On Jan. 20, the federal department finalized a rule which required employers’ health plans to provide no co-pay coverage for sterilization and contraception, including some abortion-causing drugs, as “preventive care” for women.
Because of the narrowness of the mandate’s religious exemption, many Catholic institutions fall under the requirement despite their moral objections to the procedures and drugs.
On Feb. 10 the Obama administration made a proposal to require insurance companies, not employers, to provide the coverage. Catholic and other faith leaders said the proposal is still unacceptable.
The present HHS comment period on that proposal could help determine the outcome of the conflict.
The Knights of Columbus has 1.3 million U.S. members, who donate millions of dollars to charity and work millions of volunteer hours each year.
Other Catholic organizations are also submitting comment for new proposed rules.
The Catholic Health Association argued for a broader religious exemption in a June 15 letter, reversing its earlier support for the Obama administration’s accommodation that would require insurance companies to foot the bill for the mandate.

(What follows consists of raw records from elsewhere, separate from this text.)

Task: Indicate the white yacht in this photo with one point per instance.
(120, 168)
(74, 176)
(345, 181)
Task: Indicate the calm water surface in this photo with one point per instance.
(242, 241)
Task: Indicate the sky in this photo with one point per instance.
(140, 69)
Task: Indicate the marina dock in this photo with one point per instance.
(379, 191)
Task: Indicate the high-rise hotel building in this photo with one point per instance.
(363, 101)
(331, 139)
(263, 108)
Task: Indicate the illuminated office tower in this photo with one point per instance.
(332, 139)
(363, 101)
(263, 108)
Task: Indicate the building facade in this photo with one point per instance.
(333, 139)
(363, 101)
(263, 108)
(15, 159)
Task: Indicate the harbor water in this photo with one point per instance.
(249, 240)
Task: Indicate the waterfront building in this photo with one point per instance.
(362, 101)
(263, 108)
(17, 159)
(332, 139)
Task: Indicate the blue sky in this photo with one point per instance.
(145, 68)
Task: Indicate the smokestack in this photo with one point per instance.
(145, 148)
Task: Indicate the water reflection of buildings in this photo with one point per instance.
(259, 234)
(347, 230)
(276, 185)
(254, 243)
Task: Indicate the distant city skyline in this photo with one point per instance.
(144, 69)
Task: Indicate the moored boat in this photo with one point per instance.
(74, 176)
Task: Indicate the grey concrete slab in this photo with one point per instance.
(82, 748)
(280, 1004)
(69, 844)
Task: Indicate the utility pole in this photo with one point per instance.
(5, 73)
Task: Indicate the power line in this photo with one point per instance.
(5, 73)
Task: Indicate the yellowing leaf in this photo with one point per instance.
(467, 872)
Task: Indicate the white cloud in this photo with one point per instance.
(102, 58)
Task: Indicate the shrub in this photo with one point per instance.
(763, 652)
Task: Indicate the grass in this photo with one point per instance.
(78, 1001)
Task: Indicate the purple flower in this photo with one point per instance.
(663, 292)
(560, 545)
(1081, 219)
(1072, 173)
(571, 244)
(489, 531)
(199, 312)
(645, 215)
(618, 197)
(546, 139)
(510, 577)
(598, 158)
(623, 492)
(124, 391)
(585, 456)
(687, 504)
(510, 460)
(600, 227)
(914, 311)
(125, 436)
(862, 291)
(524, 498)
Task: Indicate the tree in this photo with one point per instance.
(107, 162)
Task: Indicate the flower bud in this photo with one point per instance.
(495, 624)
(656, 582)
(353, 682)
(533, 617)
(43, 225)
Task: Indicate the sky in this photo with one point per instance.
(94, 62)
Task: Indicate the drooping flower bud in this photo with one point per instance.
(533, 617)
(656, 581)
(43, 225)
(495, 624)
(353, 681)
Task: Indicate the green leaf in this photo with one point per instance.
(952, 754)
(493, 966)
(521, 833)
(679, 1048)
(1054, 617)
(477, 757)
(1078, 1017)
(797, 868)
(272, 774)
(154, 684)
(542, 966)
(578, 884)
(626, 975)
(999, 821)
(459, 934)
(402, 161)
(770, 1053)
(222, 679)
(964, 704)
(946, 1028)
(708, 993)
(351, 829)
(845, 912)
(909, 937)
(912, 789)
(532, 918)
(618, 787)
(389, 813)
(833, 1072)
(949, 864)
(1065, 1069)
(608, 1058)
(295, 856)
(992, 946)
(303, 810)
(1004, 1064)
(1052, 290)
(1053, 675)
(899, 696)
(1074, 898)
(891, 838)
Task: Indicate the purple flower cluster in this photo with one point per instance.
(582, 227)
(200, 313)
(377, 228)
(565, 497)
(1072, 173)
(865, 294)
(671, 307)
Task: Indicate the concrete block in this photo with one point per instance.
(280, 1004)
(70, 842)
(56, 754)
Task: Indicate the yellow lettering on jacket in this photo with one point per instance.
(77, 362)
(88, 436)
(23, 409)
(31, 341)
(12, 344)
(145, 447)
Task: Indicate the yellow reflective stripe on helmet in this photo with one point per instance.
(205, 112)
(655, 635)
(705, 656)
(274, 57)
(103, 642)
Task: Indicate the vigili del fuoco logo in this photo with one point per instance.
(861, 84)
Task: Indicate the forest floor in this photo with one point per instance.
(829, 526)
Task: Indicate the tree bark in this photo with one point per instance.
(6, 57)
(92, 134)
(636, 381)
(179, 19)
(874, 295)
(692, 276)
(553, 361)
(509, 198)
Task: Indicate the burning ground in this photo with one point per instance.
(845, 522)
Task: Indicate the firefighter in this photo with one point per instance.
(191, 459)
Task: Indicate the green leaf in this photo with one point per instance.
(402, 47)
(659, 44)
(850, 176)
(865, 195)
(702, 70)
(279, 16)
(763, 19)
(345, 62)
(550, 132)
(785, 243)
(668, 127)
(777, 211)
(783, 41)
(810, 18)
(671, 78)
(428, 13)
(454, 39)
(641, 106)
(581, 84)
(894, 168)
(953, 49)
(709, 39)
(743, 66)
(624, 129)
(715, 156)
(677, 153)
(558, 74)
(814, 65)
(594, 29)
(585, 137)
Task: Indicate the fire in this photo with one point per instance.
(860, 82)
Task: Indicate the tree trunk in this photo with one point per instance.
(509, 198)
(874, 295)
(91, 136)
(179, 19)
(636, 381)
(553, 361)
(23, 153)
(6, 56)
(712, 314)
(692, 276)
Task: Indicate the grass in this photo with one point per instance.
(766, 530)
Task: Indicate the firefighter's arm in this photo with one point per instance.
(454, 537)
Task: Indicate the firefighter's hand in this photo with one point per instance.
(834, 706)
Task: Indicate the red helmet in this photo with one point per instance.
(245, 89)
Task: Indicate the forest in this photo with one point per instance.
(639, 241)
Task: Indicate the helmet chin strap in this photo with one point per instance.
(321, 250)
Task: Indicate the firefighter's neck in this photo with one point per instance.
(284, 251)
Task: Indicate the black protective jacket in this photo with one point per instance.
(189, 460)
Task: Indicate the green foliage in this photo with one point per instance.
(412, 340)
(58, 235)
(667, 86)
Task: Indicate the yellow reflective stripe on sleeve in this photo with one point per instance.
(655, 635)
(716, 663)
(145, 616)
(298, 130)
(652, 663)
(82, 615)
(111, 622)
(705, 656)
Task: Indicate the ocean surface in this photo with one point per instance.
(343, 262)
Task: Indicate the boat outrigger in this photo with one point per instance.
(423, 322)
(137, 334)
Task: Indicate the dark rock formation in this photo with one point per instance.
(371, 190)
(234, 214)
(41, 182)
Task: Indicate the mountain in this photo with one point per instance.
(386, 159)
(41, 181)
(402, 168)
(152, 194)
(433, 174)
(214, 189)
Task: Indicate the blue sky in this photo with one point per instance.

On June 18, the National Catholic Bioethics Center submitted a letter calling for the full rescinding of the mandate. At minimum, it said, the government should provide a “robust, non-discretionary exemption” for any employer, insurance company, college, or individual with religious objections.
A comment was also filed today by the Bioethics Defense Fund.
The fund focused on how the accommodation still involves material cooperation with evil and also presented a scientific argument that the mandated drugs are capable of terminating human life.